Since these deficiencies occur years after RT, regular screening is essential. We suggest conducting hormonal evaluations every 6–12 months post-RT for the first 5 years after RT and every 2–3 years thereafter. In the first five years, GH deficiency, hypothyroidism, ACTH deficiency, and gonadotropin deficiencies should be evaluated due to their high incidence (179,182-184). Long-term follow-up of these deficiencies is also recommended since they may present later.

There are several tests indicated to evaluate hormone deficiencies post-RT. Insulin-like growth factor 1 (IGF-1) levels are used to screen for GH deficiency (185,186). Low IGF-1 levels are associated with GH deficiency, but dynamic testing, such as the insulin tolerance test or GH-releasing hormone plus GH-releasing peptide-6 test, is necessary for confirmation (185,186). TSH and free thyroxine (fT4) are used to identify central hypothyroidism. A low fT4 combined with abnormally low or normal TSH indicates central hypothyroidism (187). ACTH deficiency is determined by the ACTH stimulation test using a standard dose (250 µg) of corticotropin. A peak cortisol level under 18 µg/dL at 30–60 minutes suggests adrenal insufficiency (188). Finally, low levels of LH and FSH in the absence of increased sex hormones suggest hypogonadotropic hypogonadism (189).

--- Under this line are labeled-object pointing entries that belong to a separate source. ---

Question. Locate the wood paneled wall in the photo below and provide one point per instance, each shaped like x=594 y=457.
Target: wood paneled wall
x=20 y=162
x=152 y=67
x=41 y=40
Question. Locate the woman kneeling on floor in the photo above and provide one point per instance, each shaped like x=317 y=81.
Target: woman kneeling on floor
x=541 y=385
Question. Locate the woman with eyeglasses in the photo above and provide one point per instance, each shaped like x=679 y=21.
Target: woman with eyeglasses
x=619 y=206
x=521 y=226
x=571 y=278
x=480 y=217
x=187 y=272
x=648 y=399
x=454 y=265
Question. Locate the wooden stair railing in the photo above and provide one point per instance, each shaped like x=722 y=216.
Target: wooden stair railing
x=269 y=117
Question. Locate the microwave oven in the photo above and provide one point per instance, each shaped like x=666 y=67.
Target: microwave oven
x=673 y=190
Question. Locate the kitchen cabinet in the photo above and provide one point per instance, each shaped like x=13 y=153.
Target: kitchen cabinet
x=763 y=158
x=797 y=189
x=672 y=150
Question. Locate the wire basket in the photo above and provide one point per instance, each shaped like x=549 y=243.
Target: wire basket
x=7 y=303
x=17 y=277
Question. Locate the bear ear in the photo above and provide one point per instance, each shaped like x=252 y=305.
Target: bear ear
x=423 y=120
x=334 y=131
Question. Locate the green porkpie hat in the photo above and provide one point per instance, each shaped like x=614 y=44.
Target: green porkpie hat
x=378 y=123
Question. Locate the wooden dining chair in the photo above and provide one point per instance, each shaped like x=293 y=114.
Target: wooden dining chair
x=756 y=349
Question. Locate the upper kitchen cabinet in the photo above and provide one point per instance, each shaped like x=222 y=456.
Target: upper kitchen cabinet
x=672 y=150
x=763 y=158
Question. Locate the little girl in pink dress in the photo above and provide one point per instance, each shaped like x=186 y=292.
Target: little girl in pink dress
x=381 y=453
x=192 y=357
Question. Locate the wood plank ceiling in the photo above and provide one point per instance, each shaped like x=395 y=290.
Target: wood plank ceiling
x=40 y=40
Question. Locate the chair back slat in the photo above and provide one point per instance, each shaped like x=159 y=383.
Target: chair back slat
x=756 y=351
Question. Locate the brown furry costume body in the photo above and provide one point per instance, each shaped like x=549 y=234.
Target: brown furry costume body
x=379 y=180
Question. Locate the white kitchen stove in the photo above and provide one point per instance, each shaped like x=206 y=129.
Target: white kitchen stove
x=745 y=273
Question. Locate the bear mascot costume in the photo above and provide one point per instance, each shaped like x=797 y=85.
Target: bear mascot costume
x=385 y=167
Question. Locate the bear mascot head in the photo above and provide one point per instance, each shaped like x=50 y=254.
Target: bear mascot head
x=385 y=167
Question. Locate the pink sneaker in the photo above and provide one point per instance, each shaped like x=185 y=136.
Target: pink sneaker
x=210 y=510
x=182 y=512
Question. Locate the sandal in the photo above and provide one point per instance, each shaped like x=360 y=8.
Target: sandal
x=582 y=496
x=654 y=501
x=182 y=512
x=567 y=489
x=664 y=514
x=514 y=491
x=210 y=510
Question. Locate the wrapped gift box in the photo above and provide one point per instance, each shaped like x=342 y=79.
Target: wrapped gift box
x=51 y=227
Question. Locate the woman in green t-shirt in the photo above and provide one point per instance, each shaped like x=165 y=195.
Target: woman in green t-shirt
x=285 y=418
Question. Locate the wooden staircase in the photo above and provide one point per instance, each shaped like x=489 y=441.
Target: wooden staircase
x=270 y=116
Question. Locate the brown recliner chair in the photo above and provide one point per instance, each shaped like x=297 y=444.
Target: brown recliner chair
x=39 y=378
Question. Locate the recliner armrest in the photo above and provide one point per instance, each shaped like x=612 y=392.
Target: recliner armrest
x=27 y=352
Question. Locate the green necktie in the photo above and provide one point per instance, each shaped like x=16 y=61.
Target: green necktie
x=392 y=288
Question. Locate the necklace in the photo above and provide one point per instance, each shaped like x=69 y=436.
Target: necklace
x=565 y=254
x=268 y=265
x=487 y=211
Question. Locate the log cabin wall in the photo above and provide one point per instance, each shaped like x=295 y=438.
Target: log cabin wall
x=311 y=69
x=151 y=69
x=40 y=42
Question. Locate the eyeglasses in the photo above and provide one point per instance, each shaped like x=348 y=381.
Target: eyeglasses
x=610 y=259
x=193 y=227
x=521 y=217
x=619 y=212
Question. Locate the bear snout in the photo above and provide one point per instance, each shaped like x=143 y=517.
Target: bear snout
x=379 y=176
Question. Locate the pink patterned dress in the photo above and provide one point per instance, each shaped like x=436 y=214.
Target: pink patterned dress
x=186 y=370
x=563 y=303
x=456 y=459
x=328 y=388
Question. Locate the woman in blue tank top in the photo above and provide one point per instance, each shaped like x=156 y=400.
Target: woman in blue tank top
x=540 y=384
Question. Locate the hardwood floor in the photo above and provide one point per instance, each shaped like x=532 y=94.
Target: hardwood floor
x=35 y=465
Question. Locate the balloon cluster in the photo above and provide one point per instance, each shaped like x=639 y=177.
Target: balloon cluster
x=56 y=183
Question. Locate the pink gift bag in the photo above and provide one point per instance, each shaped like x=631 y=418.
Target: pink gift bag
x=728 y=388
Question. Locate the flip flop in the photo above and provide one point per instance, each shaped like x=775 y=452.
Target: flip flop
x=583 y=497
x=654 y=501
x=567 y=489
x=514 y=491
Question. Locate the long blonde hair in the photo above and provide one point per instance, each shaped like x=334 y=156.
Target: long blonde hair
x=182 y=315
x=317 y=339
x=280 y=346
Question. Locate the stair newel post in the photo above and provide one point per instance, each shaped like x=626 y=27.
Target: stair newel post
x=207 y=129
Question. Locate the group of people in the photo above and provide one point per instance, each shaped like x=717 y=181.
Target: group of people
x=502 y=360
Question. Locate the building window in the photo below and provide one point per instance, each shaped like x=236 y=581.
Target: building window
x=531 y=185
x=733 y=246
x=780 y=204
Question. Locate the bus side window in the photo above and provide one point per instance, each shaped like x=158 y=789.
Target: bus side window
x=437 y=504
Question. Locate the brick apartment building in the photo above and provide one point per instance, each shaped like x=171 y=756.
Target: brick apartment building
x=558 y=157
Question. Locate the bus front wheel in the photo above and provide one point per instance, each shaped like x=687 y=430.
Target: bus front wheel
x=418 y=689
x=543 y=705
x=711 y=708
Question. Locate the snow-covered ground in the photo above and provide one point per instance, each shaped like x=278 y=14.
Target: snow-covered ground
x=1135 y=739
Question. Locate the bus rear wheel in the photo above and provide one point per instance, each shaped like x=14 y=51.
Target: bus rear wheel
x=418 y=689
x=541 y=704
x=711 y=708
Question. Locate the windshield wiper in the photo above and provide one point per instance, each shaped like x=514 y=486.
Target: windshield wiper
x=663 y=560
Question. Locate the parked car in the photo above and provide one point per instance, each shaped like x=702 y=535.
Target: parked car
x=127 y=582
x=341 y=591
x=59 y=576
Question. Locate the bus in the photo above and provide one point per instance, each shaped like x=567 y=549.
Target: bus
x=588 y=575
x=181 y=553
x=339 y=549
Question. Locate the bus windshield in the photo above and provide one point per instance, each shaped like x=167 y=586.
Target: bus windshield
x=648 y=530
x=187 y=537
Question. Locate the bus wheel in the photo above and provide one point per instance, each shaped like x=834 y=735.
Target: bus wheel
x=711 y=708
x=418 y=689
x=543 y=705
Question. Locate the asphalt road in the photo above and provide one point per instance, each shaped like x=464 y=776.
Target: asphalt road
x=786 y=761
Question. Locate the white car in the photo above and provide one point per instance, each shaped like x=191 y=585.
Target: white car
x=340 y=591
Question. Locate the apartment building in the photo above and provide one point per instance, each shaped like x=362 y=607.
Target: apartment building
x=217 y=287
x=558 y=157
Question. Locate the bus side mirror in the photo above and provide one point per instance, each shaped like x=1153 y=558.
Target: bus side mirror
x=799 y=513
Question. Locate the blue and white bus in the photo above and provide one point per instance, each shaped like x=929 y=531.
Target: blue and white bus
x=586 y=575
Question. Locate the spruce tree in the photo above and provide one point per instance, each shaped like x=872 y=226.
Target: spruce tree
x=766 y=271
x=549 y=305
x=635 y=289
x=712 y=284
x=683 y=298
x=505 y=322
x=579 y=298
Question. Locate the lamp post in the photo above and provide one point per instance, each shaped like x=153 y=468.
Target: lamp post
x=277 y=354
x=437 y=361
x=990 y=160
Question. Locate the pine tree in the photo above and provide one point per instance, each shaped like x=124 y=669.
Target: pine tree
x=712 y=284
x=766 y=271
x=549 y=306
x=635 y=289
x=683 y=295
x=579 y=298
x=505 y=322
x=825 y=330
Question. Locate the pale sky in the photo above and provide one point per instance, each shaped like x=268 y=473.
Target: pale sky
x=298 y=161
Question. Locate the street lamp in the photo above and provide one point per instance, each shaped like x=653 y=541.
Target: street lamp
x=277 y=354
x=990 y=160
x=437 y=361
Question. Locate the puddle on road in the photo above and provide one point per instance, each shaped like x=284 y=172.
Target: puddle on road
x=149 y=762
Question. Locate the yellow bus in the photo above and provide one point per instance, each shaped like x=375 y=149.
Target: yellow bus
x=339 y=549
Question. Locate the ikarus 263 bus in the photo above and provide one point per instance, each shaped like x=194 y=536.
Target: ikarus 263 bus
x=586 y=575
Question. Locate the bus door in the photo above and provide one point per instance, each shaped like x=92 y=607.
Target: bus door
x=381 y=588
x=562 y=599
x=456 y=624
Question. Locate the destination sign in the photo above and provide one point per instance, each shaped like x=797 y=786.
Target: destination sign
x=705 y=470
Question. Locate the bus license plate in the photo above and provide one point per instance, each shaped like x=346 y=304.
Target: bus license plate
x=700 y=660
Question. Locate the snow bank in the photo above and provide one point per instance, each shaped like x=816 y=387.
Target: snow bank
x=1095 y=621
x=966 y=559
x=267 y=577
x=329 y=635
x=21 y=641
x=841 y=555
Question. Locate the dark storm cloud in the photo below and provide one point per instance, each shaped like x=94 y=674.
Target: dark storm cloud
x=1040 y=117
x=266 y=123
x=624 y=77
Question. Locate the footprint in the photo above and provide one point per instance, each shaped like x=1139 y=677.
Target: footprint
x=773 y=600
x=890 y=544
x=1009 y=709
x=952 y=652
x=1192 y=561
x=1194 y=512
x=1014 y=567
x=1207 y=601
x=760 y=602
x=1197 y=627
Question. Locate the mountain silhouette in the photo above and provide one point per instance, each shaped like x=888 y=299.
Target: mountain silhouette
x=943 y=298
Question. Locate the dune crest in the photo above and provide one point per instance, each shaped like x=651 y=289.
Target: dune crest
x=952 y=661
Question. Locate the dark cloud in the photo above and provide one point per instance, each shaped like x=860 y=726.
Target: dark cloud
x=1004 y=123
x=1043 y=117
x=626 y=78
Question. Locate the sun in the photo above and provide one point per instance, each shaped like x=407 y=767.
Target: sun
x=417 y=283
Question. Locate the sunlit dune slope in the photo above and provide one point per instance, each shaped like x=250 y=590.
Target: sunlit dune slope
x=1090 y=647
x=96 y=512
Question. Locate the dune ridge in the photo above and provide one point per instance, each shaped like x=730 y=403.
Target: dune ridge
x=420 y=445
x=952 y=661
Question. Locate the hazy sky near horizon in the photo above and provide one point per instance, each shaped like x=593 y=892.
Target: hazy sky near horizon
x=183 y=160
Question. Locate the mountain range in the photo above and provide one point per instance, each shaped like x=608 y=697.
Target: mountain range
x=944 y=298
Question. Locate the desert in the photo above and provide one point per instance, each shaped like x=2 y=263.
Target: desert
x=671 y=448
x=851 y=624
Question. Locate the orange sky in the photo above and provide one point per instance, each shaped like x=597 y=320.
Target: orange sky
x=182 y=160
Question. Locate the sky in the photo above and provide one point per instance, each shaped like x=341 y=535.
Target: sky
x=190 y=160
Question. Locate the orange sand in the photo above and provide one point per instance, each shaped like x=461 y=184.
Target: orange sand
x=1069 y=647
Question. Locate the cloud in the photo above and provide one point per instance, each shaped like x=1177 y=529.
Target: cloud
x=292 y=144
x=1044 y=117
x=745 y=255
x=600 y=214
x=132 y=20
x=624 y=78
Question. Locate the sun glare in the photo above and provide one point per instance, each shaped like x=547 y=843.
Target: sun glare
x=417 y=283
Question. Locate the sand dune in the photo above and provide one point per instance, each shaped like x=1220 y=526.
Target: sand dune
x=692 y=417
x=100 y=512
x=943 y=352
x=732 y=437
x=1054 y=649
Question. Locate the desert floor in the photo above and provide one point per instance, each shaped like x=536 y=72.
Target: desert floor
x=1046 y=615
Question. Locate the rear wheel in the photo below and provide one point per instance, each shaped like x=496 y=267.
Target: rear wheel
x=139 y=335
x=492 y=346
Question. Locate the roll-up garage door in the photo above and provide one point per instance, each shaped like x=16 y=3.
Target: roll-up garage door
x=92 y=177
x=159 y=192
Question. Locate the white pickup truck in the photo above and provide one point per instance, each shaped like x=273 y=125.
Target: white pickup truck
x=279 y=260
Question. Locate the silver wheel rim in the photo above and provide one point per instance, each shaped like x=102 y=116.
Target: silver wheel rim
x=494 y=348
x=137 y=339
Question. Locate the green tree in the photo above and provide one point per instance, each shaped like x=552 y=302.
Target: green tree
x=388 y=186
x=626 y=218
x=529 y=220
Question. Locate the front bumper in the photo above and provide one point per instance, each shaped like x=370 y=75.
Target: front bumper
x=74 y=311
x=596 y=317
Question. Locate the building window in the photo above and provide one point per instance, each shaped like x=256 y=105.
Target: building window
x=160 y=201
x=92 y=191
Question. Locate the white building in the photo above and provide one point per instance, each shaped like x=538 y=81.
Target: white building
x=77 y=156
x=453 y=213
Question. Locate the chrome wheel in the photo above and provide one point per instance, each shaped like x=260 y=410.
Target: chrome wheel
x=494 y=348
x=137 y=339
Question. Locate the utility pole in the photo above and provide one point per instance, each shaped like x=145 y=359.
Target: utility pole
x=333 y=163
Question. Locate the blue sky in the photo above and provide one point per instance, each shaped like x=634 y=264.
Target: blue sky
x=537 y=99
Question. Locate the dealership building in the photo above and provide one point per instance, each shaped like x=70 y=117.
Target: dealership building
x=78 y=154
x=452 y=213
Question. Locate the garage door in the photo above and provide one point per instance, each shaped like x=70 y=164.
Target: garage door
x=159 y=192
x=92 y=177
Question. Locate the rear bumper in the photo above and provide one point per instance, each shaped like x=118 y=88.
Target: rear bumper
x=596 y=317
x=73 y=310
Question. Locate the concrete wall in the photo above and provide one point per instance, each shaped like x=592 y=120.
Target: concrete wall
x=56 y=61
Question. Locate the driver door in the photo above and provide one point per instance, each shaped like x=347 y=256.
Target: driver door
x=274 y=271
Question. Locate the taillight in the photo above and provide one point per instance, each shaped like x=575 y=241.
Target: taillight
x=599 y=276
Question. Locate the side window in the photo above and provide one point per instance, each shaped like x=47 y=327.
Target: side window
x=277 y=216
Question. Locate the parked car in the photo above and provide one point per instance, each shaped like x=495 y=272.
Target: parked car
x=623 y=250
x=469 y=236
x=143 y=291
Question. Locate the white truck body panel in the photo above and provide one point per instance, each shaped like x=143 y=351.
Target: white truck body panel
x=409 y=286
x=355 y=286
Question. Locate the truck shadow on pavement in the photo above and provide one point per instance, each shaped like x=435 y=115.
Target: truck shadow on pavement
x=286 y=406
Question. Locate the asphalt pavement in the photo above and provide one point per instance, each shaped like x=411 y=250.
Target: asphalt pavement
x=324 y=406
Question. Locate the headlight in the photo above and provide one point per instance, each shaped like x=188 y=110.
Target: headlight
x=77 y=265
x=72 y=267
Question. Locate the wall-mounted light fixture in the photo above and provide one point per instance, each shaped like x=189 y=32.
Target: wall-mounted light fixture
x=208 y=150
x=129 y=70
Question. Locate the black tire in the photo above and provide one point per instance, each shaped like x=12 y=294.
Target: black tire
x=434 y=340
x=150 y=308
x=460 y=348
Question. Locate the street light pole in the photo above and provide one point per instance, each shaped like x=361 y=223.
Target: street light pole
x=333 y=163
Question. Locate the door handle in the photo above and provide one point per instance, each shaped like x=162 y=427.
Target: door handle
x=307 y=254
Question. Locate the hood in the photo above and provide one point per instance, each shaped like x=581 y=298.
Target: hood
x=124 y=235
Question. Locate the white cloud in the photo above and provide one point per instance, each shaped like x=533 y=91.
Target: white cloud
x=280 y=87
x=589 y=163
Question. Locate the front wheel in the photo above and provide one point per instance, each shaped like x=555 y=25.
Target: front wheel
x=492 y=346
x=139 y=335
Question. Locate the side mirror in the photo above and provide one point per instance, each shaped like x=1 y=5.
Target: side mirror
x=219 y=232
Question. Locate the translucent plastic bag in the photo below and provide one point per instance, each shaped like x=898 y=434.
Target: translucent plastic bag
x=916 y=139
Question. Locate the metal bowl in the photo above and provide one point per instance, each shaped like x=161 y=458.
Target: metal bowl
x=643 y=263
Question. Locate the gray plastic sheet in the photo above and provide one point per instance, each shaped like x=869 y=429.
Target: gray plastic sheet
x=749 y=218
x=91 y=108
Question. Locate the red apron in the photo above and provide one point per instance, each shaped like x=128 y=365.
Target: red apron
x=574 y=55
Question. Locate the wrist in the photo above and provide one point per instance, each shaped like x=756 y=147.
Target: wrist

Hormone replacement is the treatment of choice for endocrine dysfunction. Recombinant human GH is used to treat GH deficiency. The recommended starting dose is 0.3 mg/day and it can be adjusted based on IGF-1 levels and clinical response (183). In hypothyroidism, treatment with levothyroxine is indicated when TSH is greater than 10 mIU/L or fT4 is less than 0.8 ng/dL (187). Adrenal insufficiency should be treated with hydrocortisone with a starting dose of 15–25 mg/day divided into 2–3 doses, with the morning dose higher than the other doses (187). Gonadotropin deficiency is treated with testosterone replacement therapy for males and estrogen and progesterone replacement therapy for females with hypogonadism. Progesterone must be added to protect against endometrial hyperplasia in women with an intact uterus (181).

Secondary malignancy

RT causes direct and indirect damage to the DNA of both cancer and healthy cells, which increases the long-term risk of secondary malignancies (21,118,120). Risk factors for the development of secondary malignancies after cranial RT are RT dose, younger age at the time of RT, and the time elapsed since the completion of RT (190,191). In a study of patients with histories of pediatric CNS neoplasms, cranial doses of 50 Gy or more were associated with a 7.1% incidence of new CNS neoplasms within 25 years of RT as compared to 5.2% for those who received less than 50 Gy and 1% for patients who did not receive RT (190).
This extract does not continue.